In retrospect, and from “a much healthier perspective,” Hammer said he was able to use his time away from the film and television industry to spend quality time with his children and care for his father, businessman Michael Armand Hammer, who He died in November 2022 from brain cancer.

“I was able, during the last year of his life, to take care of him. I changed his diapers. I cooked food for him. I took him to doctor appointments. “I presented myself as a son, as I should have presented myself to my father,” said the actor. “If I had been working for those three and a half years like I did before, I would have been gone for 10 months of the year. He would have lost me everything. Instead, I sat there with my dad until the point where he cognitively declined and we couldn't do this anymore.

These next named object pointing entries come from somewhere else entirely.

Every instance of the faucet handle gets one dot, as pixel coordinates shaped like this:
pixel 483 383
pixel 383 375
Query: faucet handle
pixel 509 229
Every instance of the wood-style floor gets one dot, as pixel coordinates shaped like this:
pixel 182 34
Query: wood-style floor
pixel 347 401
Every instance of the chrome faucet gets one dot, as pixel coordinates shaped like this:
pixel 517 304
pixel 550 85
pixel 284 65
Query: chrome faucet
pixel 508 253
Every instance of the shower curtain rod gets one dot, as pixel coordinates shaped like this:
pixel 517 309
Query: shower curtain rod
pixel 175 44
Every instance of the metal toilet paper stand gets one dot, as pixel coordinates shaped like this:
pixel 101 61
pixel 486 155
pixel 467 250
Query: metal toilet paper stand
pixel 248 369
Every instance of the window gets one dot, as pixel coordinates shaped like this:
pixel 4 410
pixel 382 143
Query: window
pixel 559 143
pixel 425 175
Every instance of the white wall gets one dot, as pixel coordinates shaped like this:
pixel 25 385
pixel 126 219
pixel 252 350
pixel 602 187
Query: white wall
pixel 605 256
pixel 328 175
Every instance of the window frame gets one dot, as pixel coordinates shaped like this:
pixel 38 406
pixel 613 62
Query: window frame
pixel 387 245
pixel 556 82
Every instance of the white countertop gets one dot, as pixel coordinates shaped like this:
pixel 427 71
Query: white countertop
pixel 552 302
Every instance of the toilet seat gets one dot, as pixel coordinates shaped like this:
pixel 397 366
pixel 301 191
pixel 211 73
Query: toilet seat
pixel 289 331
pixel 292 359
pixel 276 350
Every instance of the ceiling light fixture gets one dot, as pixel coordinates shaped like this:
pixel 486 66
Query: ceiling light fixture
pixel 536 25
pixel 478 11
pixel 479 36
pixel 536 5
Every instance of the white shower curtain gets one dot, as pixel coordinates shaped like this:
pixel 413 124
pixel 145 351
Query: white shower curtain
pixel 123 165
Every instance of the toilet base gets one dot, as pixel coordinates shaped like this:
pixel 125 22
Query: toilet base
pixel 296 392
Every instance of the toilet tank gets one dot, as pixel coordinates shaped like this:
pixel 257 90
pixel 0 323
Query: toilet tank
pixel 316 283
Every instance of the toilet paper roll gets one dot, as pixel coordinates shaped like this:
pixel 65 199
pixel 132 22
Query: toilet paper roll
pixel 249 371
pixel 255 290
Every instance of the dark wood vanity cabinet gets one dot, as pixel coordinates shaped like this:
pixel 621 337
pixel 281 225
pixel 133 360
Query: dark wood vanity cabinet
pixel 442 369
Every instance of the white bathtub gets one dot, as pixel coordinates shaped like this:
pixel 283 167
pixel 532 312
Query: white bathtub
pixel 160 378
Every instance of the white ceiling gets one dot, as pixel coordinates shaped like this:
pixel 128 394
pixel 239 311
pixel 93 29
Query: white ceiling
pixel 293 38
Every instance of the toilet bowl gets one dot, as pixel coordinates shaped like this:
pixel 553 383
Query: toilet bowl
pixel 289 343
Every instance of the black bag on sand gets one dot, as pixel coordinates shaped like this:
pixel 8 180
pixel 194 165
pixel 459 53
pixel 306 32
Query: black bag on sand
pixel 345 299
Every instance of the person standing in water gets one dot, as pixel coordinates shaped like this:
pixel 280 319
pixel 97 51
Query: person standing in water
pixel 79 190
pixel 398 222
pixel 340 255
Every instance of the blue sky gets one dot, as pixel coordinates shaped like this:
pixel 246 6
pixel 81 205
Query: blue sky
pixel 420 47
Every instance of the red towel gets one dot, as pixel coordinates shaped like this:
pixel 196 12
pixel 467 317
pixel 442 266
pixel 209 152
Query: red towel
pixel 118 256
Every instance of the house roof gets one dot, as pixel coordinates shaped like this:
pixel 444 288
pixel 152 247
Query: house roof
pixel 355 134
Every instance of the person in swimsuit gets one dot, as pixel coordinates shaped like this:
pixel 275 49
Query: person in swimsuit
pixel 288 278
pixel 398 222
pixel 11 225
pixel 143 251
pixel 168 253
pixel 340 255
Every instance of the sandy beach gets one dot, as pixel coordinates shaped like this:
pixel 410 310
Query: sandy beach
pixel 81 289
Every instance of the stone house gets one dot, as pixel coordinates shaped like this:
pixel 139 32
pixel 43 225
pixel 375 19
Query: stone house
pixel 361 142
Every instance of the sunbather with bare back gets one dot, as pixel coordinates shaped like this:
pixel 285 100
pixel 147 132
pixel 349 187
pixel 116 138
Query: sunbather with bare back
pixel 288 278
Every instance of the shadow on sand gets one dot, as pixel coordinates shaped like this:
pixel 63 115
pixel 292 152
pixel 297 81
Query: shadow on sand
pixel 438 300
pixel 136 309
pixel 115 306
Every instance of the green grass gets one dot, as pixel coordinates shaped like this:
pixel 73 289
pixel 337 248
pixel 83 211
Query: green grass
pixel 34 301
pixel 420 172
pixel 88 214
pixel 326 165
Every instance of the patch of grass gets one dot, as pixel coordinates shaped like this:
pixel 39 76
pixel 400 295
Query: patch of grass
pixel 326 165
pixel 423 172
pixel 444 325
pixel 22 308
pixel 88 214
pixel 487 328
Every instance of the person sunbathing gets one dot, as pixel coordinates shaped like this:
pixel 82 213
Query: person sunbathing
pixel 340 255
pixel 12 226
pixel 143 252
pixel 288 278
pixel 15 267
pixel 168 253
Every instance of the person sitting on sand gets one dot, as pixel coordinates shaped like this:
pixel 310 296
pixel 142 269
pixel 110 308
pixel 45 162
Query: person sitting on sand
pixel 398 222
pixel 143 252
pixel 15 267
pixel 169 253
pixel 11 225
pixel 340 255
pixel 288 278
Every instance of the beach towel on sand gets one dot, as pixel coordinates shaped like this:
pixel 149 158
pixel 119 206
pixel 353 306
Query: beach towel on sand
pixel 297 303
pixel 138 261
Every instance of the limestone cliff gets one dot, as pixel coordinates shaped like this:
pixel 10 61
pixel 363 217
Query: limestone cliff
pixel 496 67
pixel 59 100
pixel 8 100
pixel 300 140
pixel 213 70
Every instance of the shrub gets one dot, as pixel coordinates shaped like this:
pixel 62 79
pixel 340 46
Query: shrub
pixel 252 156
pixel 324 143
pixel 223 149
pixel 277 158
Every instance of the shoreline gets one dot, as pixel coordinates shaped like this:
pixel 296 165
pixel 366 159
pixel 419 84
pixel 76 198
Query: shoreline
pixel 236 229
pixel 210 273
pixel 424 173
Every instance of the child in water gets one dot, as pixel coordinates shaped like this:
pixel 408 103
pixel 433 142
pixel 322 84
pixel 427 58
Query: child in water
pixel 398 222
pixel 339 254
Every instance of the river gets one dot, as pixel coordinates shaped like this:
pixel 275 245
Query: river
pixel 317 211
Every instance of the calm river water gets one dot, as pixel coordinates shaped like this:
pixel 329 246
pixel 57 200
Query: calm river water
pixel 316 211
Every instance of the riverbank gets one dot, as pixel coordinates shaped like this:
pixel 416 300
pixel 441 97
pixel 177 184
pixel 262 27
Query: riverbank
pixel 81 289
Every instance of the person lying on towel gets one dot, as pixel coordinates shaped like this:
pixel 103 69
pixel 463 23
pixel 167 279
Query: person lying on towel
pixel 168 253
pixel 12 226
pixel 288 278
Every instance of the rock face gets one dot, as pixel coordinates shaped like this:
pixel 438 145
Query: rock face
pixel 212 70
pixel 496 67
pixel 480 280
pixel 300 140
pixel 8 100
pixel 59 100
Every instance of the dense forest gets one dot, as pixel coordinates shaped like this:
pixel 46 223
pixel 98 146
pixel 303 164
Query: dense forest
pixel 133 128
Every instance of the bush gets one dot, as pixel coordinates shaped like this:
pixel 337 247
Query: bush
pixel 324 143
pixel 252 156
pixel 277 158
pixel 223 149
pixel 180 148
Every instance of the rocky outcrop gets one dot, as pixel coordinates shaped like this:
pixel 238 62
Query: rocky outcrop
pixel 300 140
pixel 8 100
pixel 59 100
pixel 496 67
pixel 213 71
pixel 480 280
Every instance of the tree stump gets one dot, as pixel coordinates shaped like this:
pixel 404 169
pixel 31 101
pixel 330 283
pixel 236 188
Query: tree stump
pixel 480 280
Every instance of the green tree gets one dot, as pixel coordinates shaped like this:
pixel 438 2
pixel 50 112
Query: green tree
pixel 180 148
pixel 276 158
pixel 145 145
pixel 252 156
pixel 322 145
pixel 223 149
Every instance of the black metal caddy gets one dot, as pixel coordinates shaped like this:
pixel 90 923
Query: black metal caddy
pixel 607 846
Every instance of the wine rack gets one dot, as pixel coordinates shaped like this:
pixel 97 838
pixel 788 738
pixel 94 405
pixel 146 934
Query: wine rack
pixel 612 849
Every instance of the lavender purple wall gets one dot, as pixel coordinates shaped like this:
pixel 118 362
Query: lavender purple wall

“I would never have done that if I was still working. He was too invested in myself,” he said. “That year he did a lot to repair our relationship in many different ways. When he passed away, there was obviously sadness about his passing, but I had no regrets about how I spent that time.”

Hammer acknowledged that his once-thriving acting career is “nowhere now,” but said he hopes to return to the industry by creating his “own sandbox” and writing a script.